James Salter's new novel about a doomed or unlucky young pilot does what none of its characters can: It performs a rescue mission and healingly alters the past. "Cassada," Salter's sixth novel, was also his second, "The Arm of Flesh," "published," the author says, "in 1961 and largely a failure." "The Arm of Flesh" flashed across the sky, turned a few critics' heads and vanished. It has never been reprinted. Clumsy, beautiful and as ambitious as its focal character, it employed 17 first-person narrators, and its flaw was an obvious one: Salter failed sufficiently to distinguish among his narrators, many of them in walk-on roles.
Salter has rechristened and rewritten "The Arm of Flesh." The crowd of onlookers, gathered as if at the scene of an accident, has been fused into one authoritative third-person voice--Salter's own--and he has mostly stripped his prose of the first book's lyrical and colloquial indulgences. But the plot and characters remain substantially what they were. Salter has always been a cold-eyed if sympathetic fatalist, and it would seem to violate his own nature, as it were, to give any of his people a second chance at theirs. "The Arm of Flesh" has hardly changed in becoming "Cassada," except stylistically.

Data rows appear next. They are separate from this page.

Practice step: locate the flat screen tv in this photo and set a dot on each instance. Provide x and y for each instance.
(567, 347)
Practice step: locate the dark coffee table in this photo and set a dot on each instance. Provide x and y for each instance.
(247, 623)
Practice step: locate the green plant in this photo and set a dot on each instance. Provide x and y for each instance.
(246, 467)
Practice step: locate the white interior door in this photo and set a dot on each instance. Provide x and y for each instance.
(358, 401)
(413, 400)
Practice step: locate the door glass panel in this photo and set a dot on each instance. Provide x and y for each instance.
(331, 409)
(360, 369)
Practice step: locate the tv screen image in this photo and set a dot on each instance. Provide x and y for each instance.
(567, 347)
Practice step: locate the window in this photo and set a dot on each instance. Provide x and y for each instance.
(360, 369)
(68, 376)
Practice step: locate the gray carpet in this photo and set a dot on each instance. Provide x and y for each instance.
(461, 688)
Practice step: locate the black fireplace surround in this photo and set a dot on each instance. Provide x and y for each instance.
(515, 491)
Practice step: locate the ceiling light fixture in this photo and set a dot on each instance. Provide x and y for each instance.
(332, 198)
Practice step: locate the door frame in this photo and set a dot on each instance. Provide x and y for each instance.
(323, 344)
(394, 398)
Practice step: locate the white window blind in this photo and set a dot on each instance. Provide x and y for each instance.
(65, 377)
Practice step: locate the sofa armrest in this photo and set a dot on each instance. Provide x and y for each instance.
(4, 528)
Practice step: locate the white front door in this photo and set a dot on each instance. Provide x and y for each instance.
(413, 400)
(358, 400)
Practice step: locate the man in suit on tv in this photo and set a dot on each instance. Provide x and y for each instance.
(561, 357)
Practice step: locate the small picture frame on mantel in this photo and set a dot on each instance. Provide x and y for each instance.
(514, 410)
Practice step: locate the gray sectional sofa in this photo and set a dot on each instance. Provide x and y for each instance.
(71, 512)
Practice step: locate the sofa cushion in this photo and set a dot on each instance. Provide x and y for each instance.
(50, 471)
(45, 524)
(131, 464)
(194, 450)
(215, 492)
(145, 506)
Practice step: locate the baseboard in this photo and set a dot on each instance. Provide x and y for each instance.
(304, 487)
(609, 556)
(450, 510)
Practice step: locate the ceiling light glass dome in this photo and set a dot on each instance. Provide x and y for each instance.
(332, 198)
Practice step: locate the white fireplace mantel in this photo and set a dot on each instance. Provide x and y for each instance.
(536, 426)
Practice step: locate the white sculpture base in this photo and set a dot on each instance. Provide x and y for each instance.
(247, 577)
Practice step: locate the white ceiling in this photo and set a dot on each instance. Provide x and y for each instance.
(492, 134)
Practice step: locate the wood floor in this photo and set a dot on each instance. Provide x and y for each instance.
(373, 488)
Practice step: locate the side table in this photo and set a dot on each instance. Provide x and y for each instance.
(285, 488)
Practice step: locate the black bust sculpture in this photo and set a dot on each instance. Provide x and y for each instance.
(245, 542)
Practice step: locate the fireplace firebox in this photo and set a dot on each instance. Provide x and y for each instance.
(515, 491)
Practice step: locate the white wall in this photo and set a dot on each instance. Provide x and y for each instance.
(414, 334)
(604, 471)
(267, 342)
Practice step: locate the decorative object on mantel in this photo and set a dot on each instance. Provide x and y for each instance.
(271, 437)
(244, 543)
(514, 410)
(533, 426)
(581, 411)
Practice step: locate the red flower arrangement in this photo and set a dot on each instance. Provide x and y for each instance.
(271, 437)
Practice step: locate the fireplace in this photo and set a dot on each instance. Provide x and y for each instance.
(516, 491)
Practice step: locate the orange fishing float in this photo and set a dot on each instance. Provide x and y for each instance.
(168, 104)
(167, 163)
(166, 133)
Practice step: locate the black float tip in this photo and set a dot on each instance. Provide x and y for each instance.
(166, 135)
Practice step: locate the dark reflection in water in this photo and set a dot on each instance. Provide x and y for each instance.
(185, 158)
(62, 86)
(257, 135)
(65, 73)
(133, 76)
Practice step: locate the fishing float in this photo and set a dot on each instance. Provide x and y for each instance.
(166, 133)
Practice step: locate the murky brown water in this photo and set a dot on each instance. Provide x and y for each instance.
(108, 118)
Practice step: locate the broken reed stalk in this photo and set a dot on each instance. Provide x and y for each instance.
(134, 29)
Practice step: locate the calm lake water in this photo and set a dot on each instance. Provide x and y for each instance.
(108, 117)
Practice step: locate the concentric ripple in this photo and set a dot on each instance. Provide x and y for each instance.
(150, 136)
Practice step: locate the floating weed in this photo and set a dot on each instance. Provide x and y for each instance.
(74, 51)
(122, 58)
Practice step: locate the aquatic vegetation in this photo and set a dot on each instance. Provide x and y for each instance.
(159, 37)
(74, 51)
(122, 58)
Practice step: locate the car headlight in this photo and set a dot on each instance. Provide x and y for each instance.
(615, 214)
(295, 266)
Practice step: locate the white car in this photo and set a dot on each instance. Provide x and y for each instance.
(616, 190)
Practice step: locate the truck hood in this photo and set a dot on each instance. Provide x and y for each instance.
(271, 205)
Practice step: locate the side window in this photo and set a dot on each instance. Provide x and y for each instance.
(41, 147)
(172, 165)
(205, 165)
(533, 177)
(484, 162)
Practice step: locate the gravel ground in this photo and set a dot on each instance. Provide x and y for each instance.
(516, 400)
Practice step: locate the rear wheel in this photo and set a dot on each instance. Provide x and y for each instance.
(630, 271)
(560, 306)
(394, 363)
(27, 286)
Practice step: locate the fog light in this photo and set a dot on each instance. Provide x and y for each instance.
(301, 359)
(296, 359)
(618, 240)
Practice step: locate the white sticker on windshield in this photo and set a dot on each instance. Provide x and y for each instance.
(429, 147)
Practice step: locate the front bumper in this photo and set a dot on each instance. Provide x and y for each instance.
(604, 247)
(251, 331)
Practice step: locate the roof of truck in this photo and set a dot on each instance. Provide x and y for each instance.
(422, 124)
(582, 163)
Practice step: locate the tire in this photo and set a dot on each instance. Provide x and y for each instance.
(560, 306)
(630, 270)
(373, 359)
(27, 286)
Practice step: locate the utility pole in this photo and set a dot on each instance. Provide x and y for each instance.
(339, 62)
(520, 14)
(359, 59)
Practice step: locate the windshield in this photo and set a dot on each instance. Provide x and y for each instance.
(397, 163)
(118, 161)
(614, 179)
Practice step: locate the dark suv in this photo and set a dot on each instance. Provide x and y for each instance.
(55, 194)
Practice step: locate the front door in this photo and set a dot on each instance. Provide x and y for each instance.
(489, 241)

But that, in a way, is everything. Salter is above all a stylist, admired especially for his sentences. His style is a kind of refined notation, a precipitate of the essential. It has the starkness of someone's journal. Salter will compile a scene's necessary features in flat, even dutiful sentences before producing something stabbingly and fatally apt. His sharp devices are the image, the aphorism, the declaration. In "A Sport and a Pastime," about railway cars at the beginning of a journey: "It's pleasant seeing all the plaques with the numbers printed on them. It's like counting money." In "Light Years," about New York City: "Even those who have been rejected by it cannot leave." In "Cassada," about a pilot's lost moment with a woman: "He can see it all the time but he cannot see it again."
The best of Salter's sentences feel at once improvised and lapidary, and whole passages will sometimes astonish like a miraculous run of beginner's luck. Luck has nothing to do with it, of course--"My idea of writing," he has said, "is of unflinching and continual effort"--but a type of sentence implies a way of being, and Salter's characters would like to create in their lives the impression given by his sentences: that of something got right on the first try.
In "Cassada," Maj. Dunning, who presides over Robert Cassada's squadron, is "an image of calm, like a judge examining briefs," and this is perhaps the way to imagine Salter at his desk as well. He has written relatively little during 40-odd years, as if waiting to see which perceptions are final. In his 1997 memoir, "Burning the Days," he described memory as "being a measure, in its imprint, of the value of things." What is of value is judged in terms like critic Walter Pater's: to perceive passing moments with artistic keenness and to develop and extrude one's character with something like artistic grace.
And so he is naturally a lyrical writer, often setting himself with the lyric's original task of praise. The lyricism is no less honest--it is probably more so--for being at times perfectly conventional. In "Light Years," his great study of a marriage more lovely than loving: "Life is weather. Life is meals. Lunches on a blue checked cloth on which salt has spilled. The smell of tobacco. Brie, yellow apples, wood-handled knives." Salter celebrates what most everyone of a certain class does: good food, fine accommodations, the sights of Europe, attractive women. Sometimes it's as if the muse has been hired by a lifestyle magazine: "They live in Levis and sunlight." But he will also celebrate a person's achieved character, referring to certain pilots and friends as "gods": "Frailty, human though it may be, interests me less."